The crew access arm is seen as it swings into position for Boeing’s CST-100 Starliner spacecraft atop a United Launch Alliance Atlas V rocket at the launch pad at Space Launch Complex 41 ahead of the Orbital Flight Test-2 mission, Wednesday, May 18, 2022 at Cape Canaveral Space Force Station in Florida.
The crew access arm is seen as it swings into position for Boeing’s CST-100 Starliner spacecraft atop a United Launch Alliance Atlas V rocket at the launch pad at Space Launch Complex 41 ahead of the Orbital Flight Test-2 mission, Wednesday, May 18, 2022 at Cape Canaveral Space Force Station in Florida. Photo Credit: NASA/Joel Kowsky

NASA’s Boeing Orbital Flight Test-2 will provide valuable data that will help the agency certify the company’s CST-100 Starliner spacecraft to carry astronauts to and from the International Space Station for NASA’s Commercial Crew Program. Starliner is designed to accommodate up to seven passengers or a mix of crew and cargo, but for NASA missions will carry up to four astronauts to the orbiting laboratory.

Starliner’s two main segments are the crew module and service module and together they are 16.5 feet high and 15 feet in diameter. The crew module is intended to be reused for up to 10 missions.
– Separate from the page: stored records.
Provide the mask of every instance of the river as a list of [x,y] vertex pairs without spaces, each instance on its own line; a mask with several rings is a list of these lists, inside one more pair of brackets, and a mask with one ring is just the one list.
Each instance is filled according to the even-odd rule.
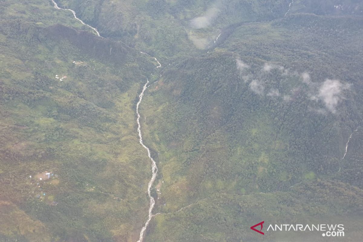
[[[74,17],[74,18],[78,20],[78,21],[80,22],[82,24],[88,26],[90,28],[93,29],[97,34],[97,36],[102,37],[102,36],[100,35],[99,33],[98,32],[98,30],[97,30],[97,29],[92,26],[87,24],[81,20],[78,19],[77,15],[76,15],[76,12],[68,8],[61,8],[58,7],[58,5],[57,3],[54,1],[54,0],[51,0],[53,2],[53,4],[54,4],[54,7],[57,9],[62,9],[64,10],[66,10],[68,11],[69,11],[71,12],[72,13],[73,13],[73,15]],[[110,53],[111,54],[111,51],[112,50],[112,48],[111,48],[110,49]],[[150,56],[151,57],[154,58],[155,61],[156,62],[158,63],[158,66],[156,67],[156,68],[158,68],[161,67],[161,64],[159,62],[158,59],[156,58],[156,57],[154,57],[153,56],[151,56],[149,54],[145,52],[140,52],[140,53],[146,55],[148,56]],[[160,76],[161,75],[160,75]],[[142,146],[146,151],[147,151],[147,155],[149,156],[149,158],[150,159],[150,160],[151,161],[151,171],[152,172],[152,176],[151,176],[151,178],[150,179],[149,181],[149,183],[147,185],[147,193],[149,196],[149,198],[150,200],[150,205],[149,206],[149,212],[147,220],[146,220],[146,222],[145,223],[145,225],[144,226],[142,227],[141,229],[141,231],[140,232],[140,238],[139,240],[137,242],[142,242],[143,239],[144,238],[144,236],[145,235],[145,232],[146,230],[146,229],[147,228],[147,226],[149,225],[149,223],[150,223],[150,221],[151,220],[151,218],[152,217],[152,209],[154,208],[154,206],[155,205],[155,200],[154,199],[154,198],[152,197],[151,196],[151,186],[152,186],[152,184],[154,184],[154,182],[155,181],[155,179],[156,177],[156,175],[158,173],[158,167],[156,166],[156,163],[155,162],[155,161],[151,157],[151,153],[150,152],[150,149],[147,147],[144,144],[144,142],[142,139],[142,134],[141,133],[141,126],[140,124],[140,112],[139,112],[139,107],[140,106],[140,103],[141,103],[141,101],[142,101],[142,97],[144,96],[144,94],[145,93],[145,91],[146,91],[146,89],[149,87],[148,84],[149,83],[149,79],[147,79],[147,81],[146,83],[145,83],[142,89],[142,90],[141,93],[139,95],[139,101],[138,102],[137,104],[136,104],[136,114],[137,116],[137,118],[136,119],[136,122],[137,123],[138,128],[137,131],[139,133],[139,142],[140,143],[140,144]]]
[[55,1],[54,1],[54,0],[52,0],[52,1],[53,3],[53,4],[54,4],[54,8],[56,8],[57,9],[62,9],[62,10],[66,10],[67,11],[69,11],[70,12],[72,12],[72,13],[73,13],[73,16],[74,16],[75,19],[76,19],[77,20],[78,20],[78,21],[79,21],[79,22],[80,22],[82,24],[85,25],[86,26],[88,26],[90,28],[92,29],[93,30],[93,31],[94,31],[95,32],[96,32],[96,34],[97,34],[97,36],[99,36],[100,37],[102,37],[101,35],[100,35],[99,33],[98,33],[98,31],[97,30],[97,29],[96,29],[96,28],[94,28],[93,27],[92,27],[92,26],[91,26],[90,25],[87,24],[86,24],[86,23],[85,23],[84,22],[83,22],[83,21],[82,21],[81,20],[79,19],[78,17],[77,17],[77,15],[76,15],[76,12],[74,12],[73,10],[72,10],[71,9],[69,9],[69,8],[60,8],[59,7],[58,7],[58,5],[57,4],[57,3],[56,3]]

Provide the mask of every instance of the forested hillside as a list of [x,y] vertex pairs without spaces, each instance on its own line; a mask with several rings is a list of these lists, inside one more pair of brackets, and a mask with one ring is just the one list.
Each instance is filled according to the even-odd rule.
[[139,239],[148,78],[144,242],[259,241],[264,220],[360,241],[361,0],[56,2],[101,37],[50,0],[0,1],[0,241]]
[[0,241],[133,241],[149,174],[134,110],[154,63],[16,2],[0,3]]

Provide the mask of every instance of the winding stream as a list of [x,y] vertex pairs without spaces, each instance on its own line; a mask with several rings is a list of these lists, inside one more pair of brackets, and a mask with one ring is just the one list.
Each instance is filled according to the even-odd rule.
[[[54,0],[51,0],[52,2],[54,4],[54,7],[57,9],[62,9],[64,10],[67,10],[71,12],[72,13],[73,13],[73,15],[74,17],[74,18],[78,20],[78,21],[80,22],[82,24],[86,25],[88,26],[90,28],[92,29],[95,32],[96,34],[97,34],[97,36],[102,37],[99,33],[98,32],[98,30],[97,30],[97,29],[93,27],[92,27],[91,25],[87,24],[81,20],[78,19],[77,17],[77,16],[76,15],[76,12],[68,8],[61,8],[58,7],[58,4],[57,3],[54,1]],[[110,54],[111,54],[111,51],[112,50],[112,48],[111,48],[110,49]],[[158,68],[161,67],[161,64],[159,62],[158,59],[156,58],[156,57],[151,56],[149,54],[147,53],[143,52],[140,52],[140,53],[146,55],[148,56],[150,56],[152,57],[155,60],[155,61],[158,63],[158,66],[156,67],[156,68]],[[160,75],[161,77],[161,75]],[[149,181],[148,184],[147,185],[147,193],[149,196],[149,198],[150,200],[150,206],[149,207],[149,213],[148,216],[148,217],[147,220],[145,223],[145,225],[144,226],[142,227],[141,229],[141,231],[140,232],[140,238],[139,239],[139,240],[137,242],[142,242],[143,239],[144,238],[144,236],[145,235],[145,232],[146,230],[146,229],[147,228],[147,226],[149,225],[149,223],[150,223],[150,221],[151,220],[151,218],[152,217],[152,209],[154,208],[154,206],[155,205],[155,200],[154,199],[154,198],[152,197],[151,194],[151,186],[153,184],[155,181],[155,179],[156,177],[156,175],[158,173],[158,167],[156,166],[156,163],[155,162],[155,161],[151,157],[151,153],[150,152],[150,149],[145,145],[144,144],[144,142],[143,141],[142,139],[142,134],[141,133],[141,126],[140,124],[140,112],[139,111],[139,107],[140,106],[140,103],[141,103],[141,101],[142,101],[142,97],[144,96],[144,93],[145,93],[145,91],[146,90],[147,88],[149,87],[148,85],[149,83],[149,79],[147,79],[147,81],[146,83],[145,83],[142,89],[142,91],[141,93],[139,95],[139,101],[137,102],[137,104],[136,104],[136,114],[137,115],[137,119],[136,119],[136,122],[138,124],[138,128],[137,131],[139,133],[139,142],[140,143],[140,144],[147,151],[147,155],[149,156],[149,158],[151,161],[151,171],[152,173],[152,175],[151,176],[151,178]]]
[[158,62],[158,65],[157,66],[156,66],[157,68],[161,67],[161,64],[160,63],[160,62],[159,62],[159,61],[158,60],[158,59],[156,59],[156,58],[154,57],[154,56],[151,56],[147,53],[145,53],[145,52],[143,52],[142,51],[140,52],[140,53],[141,53],[141,54],[143,54],[144,55],[146,55],[148,56],[150,56],[150,57],[152,57],[153,58],[154,58],[154,60],[155,60],[155,61]]
[[99,33],[98,33],[98,31],[97,30],[97,29],[96,29],[96,28],[94,28],[93,27],[92,27],[92,26],[91,26],[90,25],[87,24],[86,24],[86,23],[85,23],[84,22],[83,22],[83,21],[82,21],[81,20],[79,19],[78,17],[77,17],[77,16],[76,15],[76,12],[74,12],[73,10],[72,10],[71,9],[68,9],[68,8],[60,8],[59,7],[58,7],[58,5],[57,4],[57,3],[56,3],[54,1],[54,0],[52,0],[52,2],[53,3],[53,4],[54,4],[54,8],[56,8],[57,9],[62,9],[62,10],[67,10],[67,11],[69,11],[72,12],[72,13],[73,13],[73,16],[74,16],[74,18],[75,19],[76,19],[77,20],[78,20],[78,21],[79,21],[79,22],[80,22],[82,24],[85,25],[86,26],[88,26],[89,28],[90,28],[91,29],[92,29],[95,32],[96,32],[96,34],[97,34],[97,36],[99,36],[100,37],[102,37],[102,36],[101,35],[100,35]]
[[[354,132],[356,132],[358,131],[358,128],[359,127],[357,127],[357,128],[355,129],[355,130],[353,131],[351,134],[350,134],[350,135],[349,136],[349,138],[348,139],[348,141],[347,142],[347,144],[345,145],[345,152],[344,153],[344,155],[343,156],[343,158],[342,158],[342,161],[345,158],[345,156],[347,155],[347,153],[348,152],[348,145],[349,144],[349,141],[350,141],[350,139],[352,138],[352,136],[353,135],[353,134]],[[339,171],[338,171],[338,172],[340,171],[341,167],[340,166],[339,167]]]
[[294,3],[294,0],[292,0],[291,2],[290,3],[290,4],[289,4],[289,10],[287,10],[287,11],[286,12],[286,13],[285,13],[285,15],[284,17],[286,17],[286,15],[287,15],[287,13],[289,13],[289,12],[290,11],[290,8],[291,7],[291,5],[293,3]]
[[145,85],[144,85],[144,87],[142,89],[142,91],[140,94],[140,95],[139,95],[139,102],[138,102],[137,104],[136,104],[136,114],[137,115],[137,119],[136,120],[136,122],[137,123],[137,131],[139,133],[139,141],[140,142],[140,144],[142,145],[142,147],[145,148],[145,149],[147,151],[147,154],[149,156],[149,158],[151,161],[151,171],[152,172],[152,176],[151,177],[151,179],[149,181],[148,184],[147,185],[147,193],[149,196],[149,198],[150,199],[150,206],[149,207],[148,217],[146,222],[145,223],[145,225],[142,227],[141,231],[140,232],[140,238],[139,239],[138,242],[142,242],[142,241],[144,235],[145,235],[145,231],[147,228],[147,226],[149,225],[150,221],[151,220],[151,218],[152,217],[152,209],[154,208],[154,205],[155,205],[155,200],[154,199],[154,198],[151,196],[151,186],[155,181],[155,179],[156,177],[156,174],[158,173],[158,167],[156,166],[156,163],[155,162],[155,161],[154,160],[154,159],[152,159],[152,157],[151,157],[151,154],[150,153],[150,149],[144,144],[144,143],[143,141],[142,135],[141,134],[141,127],[140,124],[140,112],[139,111],[139,107],[140,106],[140,104],[141,103],[141,101],[142,101],[142,97],[144,95],[144,93],[149,86],[148,86],[148,84],[149,79],[147,79],[147,81],[145,83]]
[[[348,142],[347,142],[347,144],[345,146],[345,152],[344,153],[344,155],[343,156],[343,158],[342,158],[342,160],[344,160],[344,158],[345,157],[345,156],[347,155],[347,152],[348,152],[348,145],[349,143],[349,141],[350,141],[350,139],[352,138],[352,136],[353,135],[353,134],[354,132],[356,132],[358,131],[358,128],[353,131],[353,132],[350,134],[350,136],[349,136],[349,138],[348,139]],[[340,170],[339,168],[339,171]]]

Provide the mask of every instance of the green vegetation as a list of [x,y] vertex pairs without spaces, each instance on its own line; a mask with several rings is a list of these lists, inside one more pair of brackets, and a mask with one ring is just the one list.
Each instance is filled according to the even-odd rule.
[[[138,239],[147,78],[145,241],[258,241],[262,220],[360,239],[361,1],[56,1],[103,37],[50,1],[0,1],[0,241]],[[317,239],[297,234],[264,238]]]

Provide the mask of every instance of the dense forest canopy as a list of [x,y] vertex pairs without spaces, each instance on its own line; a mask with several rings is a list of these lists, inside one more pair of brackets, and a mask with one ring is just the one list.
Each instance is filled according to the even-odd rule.
[[55,1],[0,1],[0,241],[139,239],[147,80],[144,241],[360,240],[361,0]]

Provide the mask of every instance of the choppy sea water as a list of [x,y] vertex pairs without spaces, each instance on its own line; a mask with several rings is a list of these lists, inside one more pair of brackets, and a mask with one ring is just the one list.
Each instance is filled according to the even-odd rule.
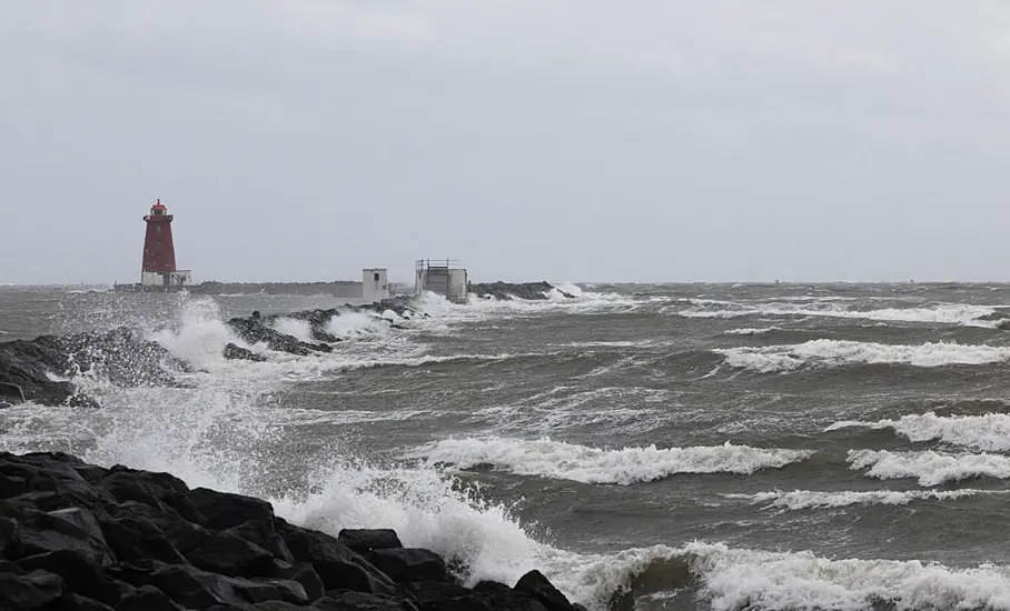
[[593,609],[1010,609],[1010,286],[566,290],[253,363],[220,358],[228,317],[340,300],[0,289],[0,341],[129,324],[200,370],[81,379],[102,409],[0,411],[0,449],[395,528]]

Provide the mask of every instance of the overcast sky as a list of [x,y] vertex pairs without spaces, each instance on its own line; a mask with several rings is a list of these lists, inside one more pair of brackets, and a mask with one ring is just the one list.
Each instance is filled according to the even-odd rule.
[[1010,2],[0,3],[0,282],[1010,280]]

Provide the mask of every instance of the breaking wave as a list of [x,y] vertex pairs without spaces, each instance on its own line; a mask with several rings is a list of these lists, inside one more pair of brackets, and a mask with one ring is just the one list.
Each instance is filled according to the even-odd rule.
[[894,363],[912,367],[986,364],[1010,360],[1010,348],[927,342],[920,345],[843,340],[811,340],[800,344],[715,349],[730,367],[760,373],[803,367]]
[[987,413],[984,415],[940,417],[934,412],[902,415],[898,420],[862,422],[845,420],[828,427],[833,431],[848,427],[870,429],[893,429],[909,441],[939,440],[951,445],[961,445],[989,452],[1010,450],[1010,414]]
[[673,313],[683,318],[828,317],[881,322],[929,322],[992,328],[996,327],[996,322],[981,319],[997,311],[991,307],[964,303],[938,303],[930,308],[856,310],[851,309],[848,301],[839,300],[820,300],[811,303],[791,303],[780,300],[779,302],[760,304],[696,299],[687,301],[691,303],[690,308],[673,310]]
[[903,505],[913,501],[950,501],[980,494],[1007,494],[1006,490],[869,490],[842,492],[822,492],[818,490],[792,490],[759,492],[756,494],[725,494],[727,499],[745,499],[752,504],[765,503],[764,509],[799,511],[803,509],[824,509],[849,505]]
[[999,454],[850,450],[848,461],[851,469],[865,469],[871,478],[913,478],[919,480],[919,485],[940,485],[970,478],[1010,478],[1010,457]]
[[761,449],[747,445],[601,450],[553,441],[507,438],[448,439],[426,444],[410,454],[426,464],[472,469],[491,464],[517,475],[572,480],[583,483],[632,485],[680,473],[750,474],[806,459],[808,450]]

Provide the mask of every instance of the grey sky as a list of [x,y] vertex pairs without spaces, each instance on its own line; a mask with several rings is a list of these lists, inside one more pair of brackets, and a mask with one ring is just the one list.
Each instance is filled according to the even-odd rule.
[[0,282],[1010,279],[1010,2],[9,0]]

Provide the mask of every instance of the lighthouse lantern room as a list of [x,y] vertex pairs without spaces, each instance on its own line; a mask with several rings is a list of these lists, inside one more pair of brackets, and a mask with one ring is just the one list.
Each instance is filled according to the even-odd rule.
[[181,288],[189,281],[189,270],[176,269],[176,248],[171,238],[171,221],[161,200],[156,200],[150,214],[143,217],[143,263],[140,284],[150,288]]

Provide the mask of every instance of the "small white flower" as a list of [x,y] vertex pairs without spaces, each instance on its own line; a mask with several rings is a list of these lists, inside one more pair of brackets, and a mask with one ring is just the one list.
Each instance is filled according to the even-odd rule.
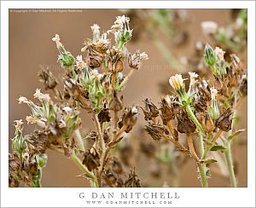
[[196,78],[198,78],[198,74],[195,72],[189,72],[189,76],[190,76],[190,84],[194,84],[196,82]]
[[73,109],[70,107],[64,107],[62,110],[70,114],[73,113]]
[[218,30],[218,24],[214,21],[202,21],[201,26],[205,35],[215,34]]
[[211,98],[212,98],[212,101],[216,101],[216,95],[217,95],[217,94],[218,94],[217,89],[214,88],[214,87],[212,87],[212,88],[210,89],[210,90],[211,90]]
[[30,101],[26,99],[26,97],[24,96],[20,96],[20,98],[18,99],[19,104],[21,103],[25,103],[25,104],[28,104],[30,103]]
[[97,24],[94,24],[90,26],[90,29],[93,33],[100,33],[100,26]]
[[33,116],[26,116],[26,120],[27,124],[36,124],[38,121],[38,118]]
[[86,67],[86,63],[83,61],[81,55],[77,56],[76,66],[79,69],[84,69]]
[[23,124],[22,119],[20,119],[20,120],[15,120],[14,122],[16,123],[16,124],[15,124],[15,129],[20,130],[21,130],[21,125]]

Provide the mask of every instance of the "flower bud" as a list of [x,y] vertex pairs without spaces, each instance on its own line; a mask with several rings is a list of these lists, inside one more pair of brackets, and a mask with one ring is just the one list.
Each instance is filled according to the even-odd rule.
[[138,109],[137,107],[127,107],[124,110],[122,119],[119,122],[119,127],[126,126],[125,132],[129,133],[137,120]]
[[38,165],[41,168],[44,168],[44,167],[45,167],[46,163],[47,163],[47,159],[48,159],[47,154],[45,154],[45,153],[37,154],[36,155],[36,159],[37,159],[37,162],[38,162]]
[[140,179],[137,178],[137,176],[135,172],[135,170],[131,170],[129,173],[128,178],[125,182],[125,188],[140,188],[141,182]]
[[129,55],[128,64],[130,67],[139,70],[142,66],[142,61],[148,59],[148,56],[145,52],[140,53],[137,50],[134,55]]
[[17,151],[20,153],[20,158],[23,151],[26,147],[26,142],[22,136],[21,125],[23,124],[22,120],[15,120],[16,123],[15,126],[15,136],[12,139],[12,148],[15,151]]
[[160,124],[148,123],[148,124],[145,127],[145,130],[147,131],[147,133],[152,137],[152,139],[155,141],[160,141],[163,134],[169,134],[169,132]]
[[156,106],[153,102],[149,101],[148,98],[144,100],[145,109],[141,107],[144,113],[145,120],[152,120],[159,116],[159,112]]
[[[208,66],[214,66],[218,61],[218,58],[216,57],[214,50],[208,43],[206,44],[206,48],[205,48],[205,61]],[[212,72],[215,73],[214,72]]]
[[193,133],[195,132],[196,126],[188,115],[185,109],[181,109],[177,115],[177,131],[179,133]]

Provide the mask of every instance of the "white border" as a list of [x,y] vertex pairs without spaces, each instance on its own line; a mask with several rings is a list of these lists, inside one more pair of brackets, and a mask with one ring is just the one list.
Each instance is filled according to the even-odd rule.
[[[175,207],[254,207],[255,205],[255,2],[252,1],[96,1],[96,2],[1,2],[1,205],[3,207],[84,207],[84,200],[79,193],[136,192],[136,188],[8,188],[8,140],[9,140],[9,9],[120,9],[120,8],[185,8],[186,9],[248,9],[248,157],[247,188],[161,188],[160,192],[177,192],[181,199],[172,205],[157,206]],[[22,51],[20,51],[22,53]],[[140,192],[160,192],[160,188],[140,188]],[[44,196],[44,199],[38,197]],[[118,199],[118,198],[116,199]],[[104,207],[141,206],[155,205],[102,205]],[[99,206],[99,205],[97,205]]]

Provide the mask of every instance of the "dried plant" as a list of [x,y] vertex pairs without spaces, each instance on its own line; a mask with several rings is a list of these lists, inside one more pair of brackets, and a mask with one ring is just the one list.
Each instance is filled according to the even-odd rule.
[[[15,135],[12,139],[13,153],[9,153],[9,186],[41,187],[42,169],[47,162],[45,151],[59,152],[83,171],[92,187],[140,187],[135,169],[128,174],[122,170],[112,149],[136,124],[137,106],[124,108],[122,90],[131,76],[138,71],[146,53],[137,50],[130,54],[126,48],[131,39],[130,19],[118,16],[107,32],[100,32],[97,25],[91,26],[92,39],[84,43],[85,54],[74,58],[61,43],[59,35],[52,38],[59,51],[58,62],[63,68],[61,83],[64,90],[56,89],[58,82],[49,70],[43,70],[39,77],[45,90],[52,90],[55,99],[37,90],[37,103],[20,96],[19,103],[26,104],[31,114],[27,123],[36,124],[38,130],[22,135],[22,120],[15,121]],[[109,37],[114,36],[115,43]],[[127,61],[130,71],[123,71]],[[96,130],[85,138],[80,134],[80,113],[91,115]],[[89,146],[86,140],[93,141]]]
[[[208,187],[210,165],[218,162],[212,153],[213,151],[224,153],[231,185],[236,187],[231,143],[244,130],[234,131],[233,119],[247,96],[247,78],[239,58],[231,55],[231,62],[227,62],[224,55],[220,48],[213,50],[207,44],[204,59],[212,69],[212,79],[189,72],[190,82],[186,86],[182,75],[172,76],[169,83],[174,90],[173,95],[163,97],[160,108],[148,99],[143,107],[148,122],[145,130],[154,141],[164,138],[190,156],[198,167],[202,187]],[[183,136],[186,144],[182,142]],[[200,153],[195,148],[195,143]]]
[[222,48],[240,50],[247,44],[247,11],[241,9],[235,20],[226,27],[218,26],[214,21],[203,21],[201,27],[204,33]]

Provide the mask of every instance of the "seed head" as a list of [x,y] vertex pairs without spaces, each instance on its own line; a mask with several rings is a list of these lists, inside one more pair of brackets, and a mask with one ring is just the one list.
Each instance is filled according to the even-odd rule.
[[130,67],[139,70],[142,66],[142,61],[148,59],[148,56],[145,52],[140,53],[137,50],[134,55],[129,55],[128,64]]
[[184,88],[183,78],[181,74],[172,76],[169,83],[175,90],[180,90]]

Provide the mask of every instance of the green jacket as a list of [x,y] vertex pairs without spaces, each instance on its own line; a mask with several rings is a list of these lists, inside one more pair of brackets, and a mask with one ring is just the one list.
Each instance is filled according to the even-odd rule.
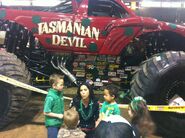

For orbital maneuvering and attitude control of Starliner, a total of 20 engines can each produce 1,400 pounds of thrust and, together, provide the spacecraft with the propulsion it needs to reach orbit after separating from United Launch Alliance’s Atlas V rocket. A combined 28 reaction control system engines, each providing 85 pounds of thrust, will provide the velocity needed for Starliner to make small directional changes, including when it docks to the space station. The spacecraft also is equipped with four launch abort engines to be used during an unlikely abort scenario.